The spec includes a standardized question set organized by epistemic stressor, not domain:

Underspecified queries (missing information)
Ambiguous queries (multiple valid interpretations)
Unanswerable questions (prediction, values, hidden states)
False-premise traps
Partial-knowledge scenarios
Adversarial confidence pressure
Revision challenges (valid and invalid)
Context framing pairs
Time-separated re-asks

Each task family targets specific failure modes with worked examples showing high, marginal, and low integrity responses — complete with scores and rationales.

The goal is to stress epistemic boundaries, not encyclopedic knowledge. These tasks are designed to resist memorization and remain valid across model generations.

Why We’re Releasing This Now

We’re building a stack for structured AI reasoning. EIE is the measurement layer. It had to come first because you can’t claim a reasoning framework improves epistemic behavior without a way to measure epistemic behavior.

Subsequent releases will introduce the architectural and language layers that EIE is designed to evaluate. But EIE stands alone — it’s model-agnostic, architecture-independent, and useful whether or not you adopt anything else we build.

We’re releasing it under CC-BY-4.0 because protocols create ecosystems. We’d rather EIE become a standard that others build on than a proprietary benchmark we control.

What’s Next

The spec is v0.9-beta. The core protocol is stable; scoring weights and thresholds are open to calibration based on empirical use.

We’re looking for:

Critique — where are the blind spots? What failure modes does EIE miss or mishandle?
Adoption — run it on your systems. Tell us what breaks.
Contribution — the question set is v0.1. We need more task families, more domains, more worked examples.

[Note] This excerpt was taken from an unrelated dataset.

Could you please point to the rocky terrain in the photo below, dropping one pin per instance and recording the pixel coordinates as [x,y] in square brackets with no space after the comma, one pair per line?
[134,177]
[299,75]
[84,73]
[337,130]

If you’re building AI systems for high-stakes domains — medical, legal, financial, security — and you care about epistemic behavior, we want to hear from you.

Links

EIE Specification → Open Questions (Appendix A) → Question Set (Appendix B) → Contribution Guide →

EIE asks a simple question: Did the system behave epistemically well — consistently, honestly, and proportionally — when it mattered?

That question has been missing from AI evaluation. Now it has a protocol.